Continuous Formulation
If I understood everything correctly you are trying to solve the heat equation on some domain $\Omega\subseteq \mathbb{R}^d$ with space-variant diffusivity $\kappa:\Omega\to [0,\infty)$,
some term $\rho:\Omega\to[0,\infty]$, a forcing term $q:\Omega\to\mathbb{R}$, and Robin boundary conditions on the boundary $\partial\Omega$:
\begin{alignat}{3}
\newcommand{\bm}[1]{\boldsymbol{#1}}
\rho(\bm{x})\partial_t T(t,\bm{x}) &= \bm{\nabla}\cdot (\kappa(\bm{x}) \bm{\nabla} T(t,\bm{x})) + q(\bm{x}), &\quad& \bm{x} \in \Omega, \,\,t\in(0,\infty), \\
\eta T(t,\bm{x}) + \kappa(\bm{x})\partial_{\bm{n}}T(t,\bm{x}) &= \eta T_{amb}, &\quad& \bm{x}\in\partial\Omega, \,\, t\in(0,\infty). \\
T(0,\bm{x}) &= T_0(\bm{x}), &\quad& \bm{x}\in\Omega.
\end{alignat}
In the above $\bm{n}:\partial\Omega\to\mathcal{S}^{d-1}$ is the outward facing unit
normal. For your specific case $d=1$, $\Omega = (0,1)$, $\partial\Omega = \{0,1\}$,
$n(0) = -1$, $n(1)=1$, and thus $\partial_{n}T(t,0) = -\partial_x T(t,0)$ and $\partial_n T(t,1) = \partial_x T(t,1)$.
Weak Formulation
You want to discretise the problem with the finite volume method, so let us multiply both sides of the equation by a test function $w:\Omega\to\mathbb{R}$ and integrate over $\Omega$:
\begin{align}
\int_{\Omega} \rho\, w\,\partial_t T &=
\int_{\Omega} w\,\bm{\nabla}\cdot (\kappa\bm{\nabla} T) + \int_{\Omega}w\,q \\
&= \int_{\Omega}\bm{\nabla}\cdot(w\kappa\bm{\nabla}T) -
\int_{\Omega}\kappa\,\bm{\nabla}w \cdot \bm{\nabla}T + \int_{\Omega} w \,q \\
&=\int_{\partial\Omega}w\kappa\,\partial_{\bm{n}}T -\int_{\Omega}\kappa\,\bm{\nabla}w \cdot \bm{\nabla}T + \int_{\Omega} w \,q.
\end{align}
FVM discretisation: Piecewise Constant Test Functions
Now consider a finite-dimensional space for the test functions made up of piecewise-constant functions on a partition of $\Omega$ made up of the control volumes $\{K_0,\ldots,K_{m+1}\}$:
\begin{equation}
W = \left\{w(x) = \sum_{j=0}^{m+1} \alpha_j \bm{1}_{K_j}(x)\right\}, \, \Omega = \bigcup_{i=0}^{m+1} K_i, \, K_i\ne \emptyset, \, K_i \cap K_j = \emptyset, \, i\ne j.
\end{equation}
A basis of that space are of course the indicator functions: $\psi_i(\bm{x}) = \bm{1}_{K_i}(\bm{x})$.

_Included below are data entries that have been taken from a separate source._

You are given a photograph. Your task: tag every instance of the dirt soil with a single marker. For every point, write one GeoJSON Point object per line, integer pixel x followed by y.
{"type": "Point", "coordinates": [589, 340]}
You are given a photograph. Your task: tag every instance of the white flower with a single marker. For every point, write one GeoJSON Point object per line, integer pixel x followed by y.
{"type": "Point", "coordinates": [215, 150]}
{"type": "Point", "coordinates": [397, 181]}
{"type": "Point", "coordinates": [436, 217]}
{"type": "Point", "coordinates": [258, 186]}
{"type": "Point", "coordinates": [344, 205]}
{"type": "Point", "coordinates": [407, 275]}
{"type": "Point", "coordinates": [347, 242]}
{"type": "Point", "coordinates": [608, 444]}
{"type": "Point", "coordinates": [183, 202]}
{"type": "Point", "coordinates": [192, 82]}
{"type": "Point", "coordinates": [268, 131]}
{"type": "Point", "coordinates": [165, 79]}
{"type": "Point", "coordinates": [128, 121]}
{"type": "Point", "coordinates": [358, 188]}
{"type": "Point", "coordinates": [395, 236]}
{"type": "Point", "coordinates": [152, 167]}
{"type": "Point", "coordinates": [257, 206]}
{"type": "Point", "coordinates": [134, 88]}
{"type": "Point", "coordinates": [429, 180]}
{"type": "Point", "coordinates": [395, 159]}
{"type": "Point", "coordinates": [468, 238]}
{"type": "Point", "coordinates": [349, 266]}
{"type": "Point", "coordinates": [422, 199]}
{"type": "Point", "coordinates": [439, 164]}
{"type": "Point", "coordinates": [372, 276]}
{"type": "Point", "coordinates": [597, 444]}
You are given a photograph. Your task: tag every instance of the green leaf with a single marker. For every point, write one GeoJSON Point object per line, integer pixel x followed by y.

Then instead of integrating over $\Omega$ we may integrate over $K_i$ and set
$w=\psi_i$ which yields:
\begin{equation}
\int_{K_i}\rho \partial_tT = \int_{\partial K_i}\kappa\, \partial_{\bm{n}} T + \int_{K_i} q,
\end{equation}
where the term $\int_{K_i} \kappa \, \bm{\nabla} w \cdot \bm{\nabla} T = 0$ since
$\bm{\nabla} \psi_i = 0$.
Partition in 1-D
In your 1-D setting let the faces be given as $0=f_0<f_1<\ldots<f_{m+1}<f_{m+2}=1$, i.e.\
$K_i = (f_i,f_{i+1})$ and let the centers $(x_i)_{i=0}^{m+1}$ be such that $x_i\in \overline{K_i}$, where $\overline{K_i} = [f_i,f_{i+1}]$ (note that you should probably avoid
degenerate cases where $x_i=x_{i+1}$). If you don't have any specific knot vector for the
$x_i$ you may set them at the centers of the control volumes: $x_{i+1} = \frac{f_i+f_{i+1}}{2}$.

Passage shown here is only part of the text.